At Tuesday night's council meeting, city staff said the budget to remodel The Tennis Center at Steamboat Springs had jumped from $2.15 million to a little more than $3 million. Council members said they wanted to continue with the project but that more information is needed before they can decide what should be cut from the list of improvements.
"It is what it's like to be a parent. Sometimes, you say you can't have it. We have to focus on what the priority is here," Councilman Steve Ivancie said.
City staff said they had underestimated the cost of the Tennis Center's site work, foundation and mechanical and electrical systems. They also pointed to a competitive construction season that left the city with only one bidder and high costs. The city also prepared the budget without the detailed engineering and architectural work in place, City Director of Parks, Open Space and Recreational Services Chris Wilson said.
Council members said they were stunned by the increase in the budget.
"I feel like myself, the City Council, the community of Steamboat Springs, has been blindsided by this. I feel like someone has brought in integral calculus homework, thrown it on my lap and said, 'Do this,'" Councilman Ken Brenner said.
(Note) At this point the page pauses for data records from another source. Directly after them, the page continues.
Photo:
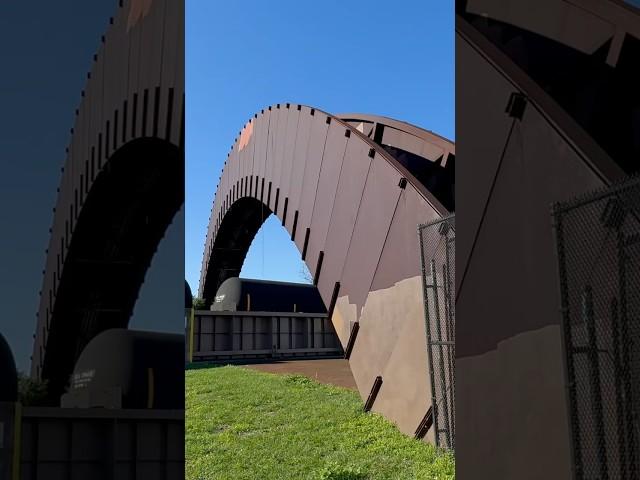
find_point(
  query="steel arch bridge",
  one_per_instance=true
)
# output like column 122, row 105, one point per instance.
column 122, row 183
column 351, row 190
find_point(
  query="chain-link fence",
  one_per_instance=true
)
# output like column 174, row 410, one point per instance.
column 598, row 246
column 437, row 246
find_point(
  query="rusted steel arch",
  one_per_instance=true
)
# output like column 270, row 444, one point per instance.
column 352, row 209
column 121, row 184
column 533, row 135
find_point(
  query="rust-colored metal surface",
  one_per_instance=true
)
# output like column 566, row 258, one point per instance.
column 532, row 133
column 351, row 191
column 121, row 185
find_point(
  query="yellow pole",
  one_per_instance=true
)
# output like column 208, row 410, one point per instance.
column 191, row 320
column 150, row 387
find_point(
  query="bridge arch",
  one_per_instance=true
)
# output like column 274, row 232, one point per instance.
column 122, row 183
column 350, row 190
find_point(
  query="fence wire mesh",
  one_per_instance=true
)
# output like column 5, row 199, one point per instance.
column 598, row 246
column 437, row 245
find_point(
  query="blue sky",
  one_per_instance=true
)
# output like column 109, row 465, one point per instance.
column 389, row 58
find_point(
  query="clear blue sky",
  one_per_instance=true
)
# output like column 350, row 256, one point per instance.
column 389, row 58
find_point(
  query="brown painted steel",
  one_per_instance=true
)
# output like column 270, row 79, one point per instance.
column 510, row 385
column 120, row 187
column 355, row 220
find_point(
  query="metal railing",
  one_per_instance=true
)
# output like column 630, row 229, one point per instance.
column 598, row 251
column 437, row 247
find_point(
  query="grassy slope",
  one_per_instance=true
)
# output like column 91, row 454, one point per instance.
column 244, row 424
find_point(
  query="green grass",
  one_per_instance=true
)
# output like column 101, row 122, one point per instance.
column 245, row 424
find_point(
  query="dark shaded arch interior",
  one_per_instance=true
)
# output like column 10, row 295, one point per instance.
column 125, row 215
column 237, row 230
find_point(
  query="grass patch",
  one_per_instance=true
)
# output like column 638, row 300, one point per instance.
column 244, row 424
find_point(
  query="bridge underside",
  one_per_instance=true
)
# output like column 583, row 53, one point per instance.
column 131, row 203
column 351, row 191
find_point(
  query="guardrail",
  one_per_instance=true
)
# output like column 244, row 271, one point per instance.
column 254, row 335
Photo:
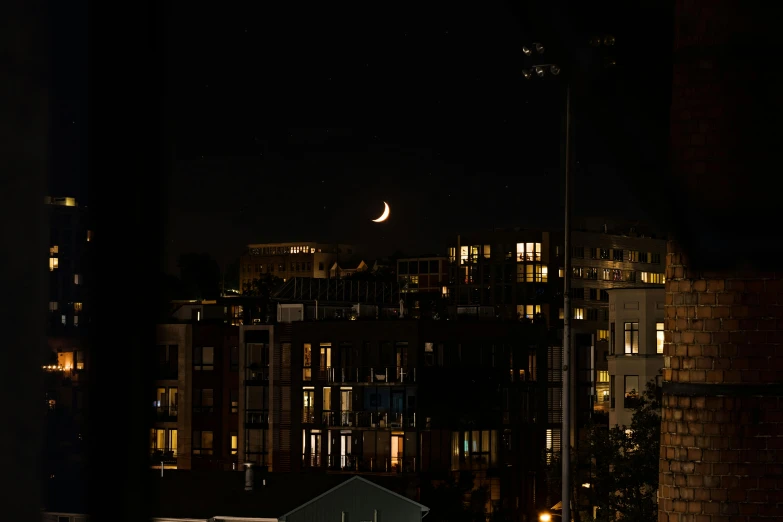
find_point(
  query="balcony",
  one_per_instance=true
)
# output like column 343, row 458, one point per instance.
column 166, row 455
column 166, row 413
column 166, row 372
column 354, row 463
column 370, row 374
column 256, row 418
column 368, row 419
column 255, row 374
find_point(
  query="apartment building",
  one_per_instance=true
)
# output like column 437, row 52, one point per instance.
column 426, row 274
column 65, row 382
column 287, row 260
column 519, row 274
column 195, row 400
column 69, row 238
column 636, row 327
column 366, row 396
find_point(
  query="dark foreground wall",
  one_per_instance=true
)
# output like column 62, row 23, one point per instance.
column 722, row 429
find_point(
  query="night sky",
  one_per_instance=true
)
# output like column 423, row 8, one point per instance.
column 298, row 125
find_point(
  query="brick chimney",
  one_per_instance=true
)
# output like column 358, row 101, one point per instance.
column 722, row 426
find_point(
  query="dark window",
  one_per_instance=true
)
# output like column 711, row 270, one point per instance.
column 612, row 391
column 234, row 358
column 203, row 358
column 203, row 400
column 234, row 398
column 202, row 442
column 611, row 340
column 631, row 391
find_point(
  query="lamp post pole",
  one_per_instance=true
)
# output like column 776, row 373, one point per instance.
column 565, row 435
column 565, row 432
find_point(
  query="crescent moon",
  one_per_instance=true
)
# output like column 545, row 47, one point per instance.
column 385, row 214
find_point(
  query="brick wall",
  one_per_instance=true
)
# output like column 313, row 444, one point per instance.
column 721, row 441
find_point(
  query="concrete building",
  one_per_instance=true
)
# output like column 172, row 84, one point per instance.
column 293, row 259
column 636, row 320
column 195, row 400
column 69, row 238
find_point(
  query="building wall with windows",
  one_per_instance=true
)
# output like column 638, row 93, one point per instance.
column 195, row 397
column 293, row 259
column 367, row 397
column 69, row 238
column 636, row 322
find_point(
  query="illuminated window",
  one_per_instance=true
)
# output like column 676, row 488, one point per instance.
column 552, row 443
column 203, row 400
column 631, row 337
column 203, row 358
column 653, row 278
column 308, row 405
column 528, row 251
column 463, row 255
column 528, row 311
column 631, row 391
column 307, row 362
column 202, row 442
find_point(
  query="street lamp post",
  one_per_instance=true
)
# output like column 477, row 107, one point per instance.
column 540, row 71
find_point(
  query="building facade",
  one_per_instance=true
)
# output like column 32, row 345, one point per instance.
column 69, row 238
column 287, row 260
column 366, row 397
column 636, row 321
column 195, row 400
column 519, row 274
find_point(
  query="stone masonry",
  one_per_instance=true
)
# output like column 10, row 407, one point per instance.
column 722, row 425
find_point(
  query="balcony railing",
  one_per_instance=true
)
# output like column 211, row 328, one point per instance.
column 256, row 417
column 163, row 455
column 165, row 372
column 374, row 374
column 166, row 413
column 256, row 374
column 355, row 463
column 368, row 419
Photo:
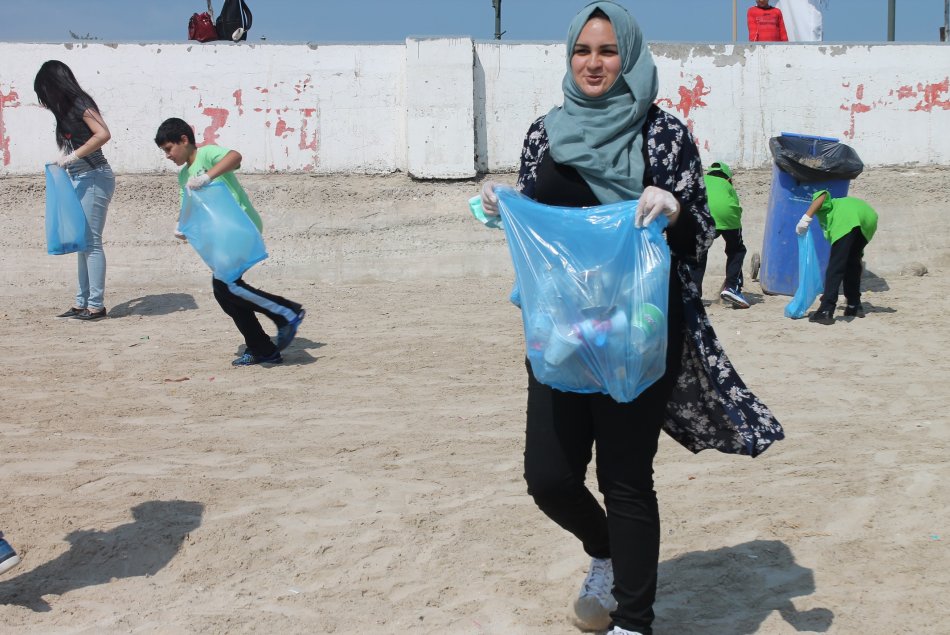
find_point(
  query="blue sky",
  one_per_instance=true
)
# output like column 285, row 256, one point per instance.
column 394, row 20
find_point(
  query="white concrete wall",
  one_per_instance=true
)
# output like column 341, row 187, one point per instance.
column 440, row 108
column 445, row 108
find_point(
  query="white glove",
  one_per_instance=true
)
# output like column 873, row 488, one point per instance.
column 198, row 182
column 653, row 202
column 63, row 161
column 489, row 198
column 802, row 228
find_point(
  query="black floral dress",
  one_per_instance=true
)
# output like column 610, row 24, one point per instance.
column 710, row 406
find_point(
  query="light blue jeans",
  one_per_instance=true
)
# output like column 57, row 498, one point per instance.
column 95, row 189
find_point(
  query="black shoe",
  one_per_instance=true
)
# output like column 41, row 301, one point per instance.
column 247, row 359
column 89, row 316
column 823, row 316
column 287, row 333
column 854, row 310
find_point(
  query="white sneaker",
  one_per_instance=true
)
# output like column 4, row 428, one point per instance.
column 596, row 600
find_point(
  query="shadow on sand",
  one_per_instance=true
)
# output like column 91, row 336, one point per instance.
column 140, row 548
column 161, row 304
column 734, row 590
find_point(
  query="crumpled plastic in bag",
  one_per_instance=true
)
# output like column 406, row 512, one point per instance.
column 219, row 230
column 809, row 278
column 593, row 291
column 66, row 224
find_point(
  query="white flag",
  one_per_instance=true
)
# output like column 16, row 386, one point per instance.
column 802, row 19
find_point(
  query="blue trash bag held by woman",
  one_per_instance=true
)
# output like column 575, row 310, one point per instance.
column 66, row 224
column 593, row 291
column 809, row 278
column 219, row 230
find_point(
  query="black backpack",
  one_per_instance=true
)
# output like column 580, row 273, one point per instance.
column 234, row 15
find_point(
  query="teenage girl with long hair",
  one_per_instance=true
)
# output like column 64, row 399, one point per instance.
column 80, row 134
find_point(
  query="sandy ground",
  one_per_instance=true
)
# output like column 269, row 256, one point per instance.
column 372, row 483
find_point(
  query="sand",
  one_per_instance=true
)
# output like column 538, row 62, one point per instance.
column 373, row 482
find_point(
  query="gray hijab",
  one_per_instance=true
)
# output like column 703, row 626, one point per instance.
column 601, row 137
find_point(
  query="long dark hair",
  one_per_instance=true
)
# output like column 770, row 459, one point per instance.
column 57, row 90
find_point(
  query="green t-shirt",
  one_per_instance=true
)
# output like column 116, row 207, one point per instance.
column 723, row 203
column 838, row 216
column 206, row 157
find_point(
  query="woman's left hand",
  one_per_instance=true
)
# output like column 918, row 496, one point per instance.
column 655, row 201
column 65, row 160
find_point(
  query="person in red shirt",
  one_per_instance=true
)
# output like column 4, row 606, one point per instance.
column 766, row 23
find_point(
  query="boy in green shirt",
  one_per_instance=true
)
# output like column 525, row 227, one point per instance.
column 238, row 299
column 726, row 211
column 849, row 224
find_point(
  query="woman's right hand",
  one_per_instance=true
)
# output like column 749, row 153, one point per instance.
column 655, row 201
column 489, row 198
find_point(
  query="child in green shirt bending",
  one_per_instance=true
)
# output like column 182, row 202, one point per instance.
column 241, row 301
column 727, row 212
column 849, row 224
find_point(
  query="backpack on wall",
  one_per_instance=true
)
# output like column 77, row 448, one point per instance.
column 201, row 28
column 234, row 15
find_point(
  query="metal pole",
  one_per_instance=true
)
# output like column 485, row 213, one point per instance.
column 735, row 21
column 497, row 5
column 891, row 10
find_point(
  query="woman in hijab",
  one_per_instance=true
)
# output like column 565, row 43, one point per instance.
column 608, row 142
In November, the council agreed to replace the tennis bubble, which is kept up by air, with a frame structure that has a fabric outer layer. The improvements also included adding two new courts, removing the clay courts and building more locker rooms, office space and a viewing area.
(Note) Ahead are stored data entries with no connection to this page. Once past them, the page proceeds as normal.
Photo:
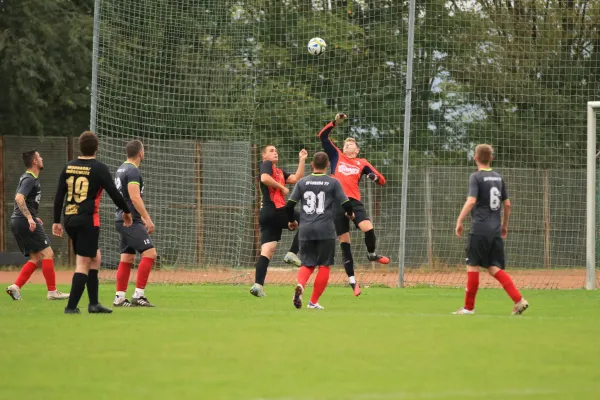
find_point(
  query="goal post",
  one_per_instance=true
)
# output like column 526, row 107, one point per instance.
column 590, row 264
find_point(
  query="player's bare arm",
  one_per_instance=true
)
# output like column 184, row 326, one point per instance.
column 292, row 179
column 109, row 185
column 138, row 203
column 505, row 216
column 328, row 145
column 469, row 204
column 374, row 175
column 20, row 200
column 270, row 182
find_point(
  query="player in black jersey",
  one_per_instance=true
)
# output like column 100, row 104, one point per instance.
column 136, row 238
column 28, row 230
column 487, row 194
column 317, row 195
column 82, row 182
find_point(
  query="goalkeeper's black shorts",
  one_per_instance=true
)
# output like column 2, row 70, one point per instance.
column 272, row 222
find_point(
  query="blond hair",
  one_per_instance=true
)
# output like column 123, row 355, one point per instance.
column 351, row 140
column 484, row 153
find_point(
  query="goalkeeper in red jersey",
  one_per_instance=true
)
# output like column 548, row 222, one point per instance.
column 349, row 169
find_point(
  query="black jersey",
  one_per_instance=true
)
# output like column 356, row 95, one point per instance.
column 82, row 182
column 489, row 189
column 128, row 173
column 29, row 186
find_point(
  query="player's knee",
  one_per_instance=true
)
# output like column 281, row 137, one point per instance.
column 127, row 258
column 365, row 225
column 47, row 254
column 344, row 237
column 268, row 249
column 150, row 253
column 493, row 270
column 35, row 257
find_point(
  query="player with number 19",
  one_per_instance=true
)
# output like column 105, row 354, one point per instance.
column 485, row 248
column 80, row 187
column 317, row 194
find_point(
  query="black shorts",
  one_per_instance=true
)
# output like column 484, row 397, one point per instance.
column 29, row 242
column 133, row 239
column 272, row 222
column 85, row 237
column 314, row 253
column 485, row 251
column 342, row 223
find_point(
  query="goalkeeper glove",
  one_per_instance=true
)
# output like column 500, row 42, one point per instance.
column 339, row 118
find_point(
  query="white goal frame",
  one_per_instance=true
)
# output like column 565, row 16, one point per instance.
column 590, row 245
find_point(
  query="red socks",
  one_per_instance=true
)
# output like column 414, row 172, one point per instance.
column 49, row 274
column 144, row 272
column 508, row 285
column 471, row 292
column 320, row 284
column 123, row 273
column 26, row 272
column 303, row 274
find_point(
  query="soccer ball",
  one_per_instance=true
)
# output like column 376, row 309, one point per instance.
column 316, row 46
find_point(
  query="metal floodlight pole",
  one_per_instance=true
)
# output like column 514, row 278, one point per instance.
column 590, row 237
column 405, row 153
column 95, row 54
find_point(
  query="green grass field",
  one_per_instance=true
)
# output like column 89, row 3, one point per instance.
column 218, row 342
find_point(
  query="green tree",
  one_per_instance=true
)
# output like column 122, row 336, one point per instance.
column 45, row 66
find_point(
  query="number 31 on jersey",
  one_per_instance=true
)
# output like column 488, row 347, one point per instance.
column 314, row 202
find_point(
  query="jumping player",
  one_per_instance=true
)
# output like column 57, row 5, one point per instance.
column 348, row 169
column 82, row 181
column 136, row 238
column 485, row 248
column 317, row 194
column 273, row 218
column 28, row 230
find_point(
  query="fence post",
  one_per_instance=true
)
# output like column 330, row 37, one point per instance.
column 546, row 185
column 429, row 216
column 70, row 251
column 199, row 214
column 255, row 179
column 2, row 225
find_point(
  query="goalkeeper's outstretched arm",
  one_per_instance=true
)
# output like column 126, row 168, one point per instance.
column 331, row 149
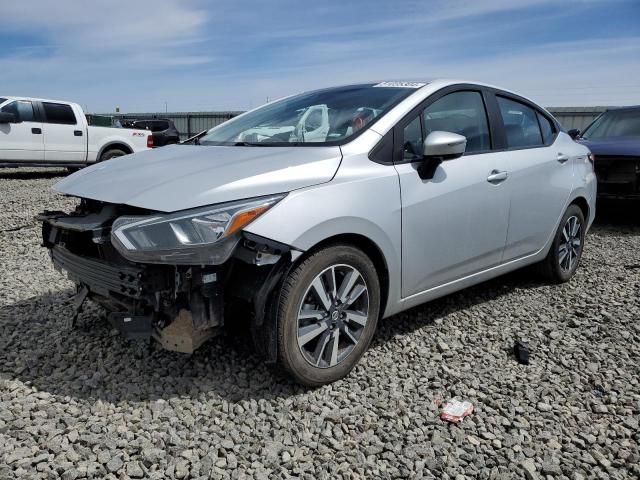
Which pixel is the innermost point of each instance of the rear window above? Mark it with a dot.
(520, 124)
(22, 109)
(59, 113)
(546, 128)
(159, 126)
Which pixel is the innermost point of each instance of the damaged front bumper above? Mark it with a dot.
(181, 306)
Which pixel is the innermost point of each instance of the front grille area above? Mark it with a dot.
(99, 276)
(618, 176)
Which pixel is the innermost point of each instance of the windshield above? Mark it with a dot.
(324, 117)
(614, 123)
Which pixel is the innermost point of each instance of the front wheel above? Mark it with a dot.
(564, 257)
(327, 314)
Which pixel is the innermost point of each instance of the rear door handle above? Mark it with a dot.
(496, 176)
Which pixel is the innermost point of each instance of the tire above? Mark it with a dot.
(349, 325)
(559, 267)
(112, 153)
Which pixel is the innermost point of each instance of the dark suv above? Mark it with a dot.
(614, 140)
(163, 130)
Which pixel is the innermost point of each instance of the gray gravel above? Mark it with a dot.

City staff recommended cutting almost $1 million worth of improvements to the Tennis Center to stay within the budget or covering the added costs with higher-than-expected revenues from the building-use tax and excise tax.
"The same thing that led us to our problem has led us to a higher excise and building-use tax," Wilson said about this year's busy construction season.
The majority of council members said they might not have approved the Tennis Center project in November if they thought it would cost almost an extra $1 million.
"This is not good. Anytime you come in 50 percent over budget on a project we already thought pretty extravagant, this is not a way to gain public confidence," Brenner said.
Councilman Loui An--t--onucci, who worked with city staff and the tennis committee on the budget, questioned what good a delay would do the city. He said putting off the scheduled work only would cost the city more in the future.
"Even though it is easy to say lets not do it this year, if we can't find the money this year, when are we going to find the money?" Antonucci asked.
Wilson said the city would like to start construction of the Tennis Center now, with the hope of having it completed by December. Council members said work could begin but that it should not include anything that would prohibit the city from reducing the scope of improvements.
Council members said they would look at eliminating or delaying the construction of two clay courts, the replacement of existing clay courts, relocation of the front entrance of the pro shop, the addition of office space and a viewing area and the building of sidewalks and a fire access road.
"This (project) should probably happen. My question is, should this happen now?" Council President Paul Strong said.
Council members said they wanted to know what the added costs would be if they delayed those projects for a year. Wilson said he would come back in two weeks with more information.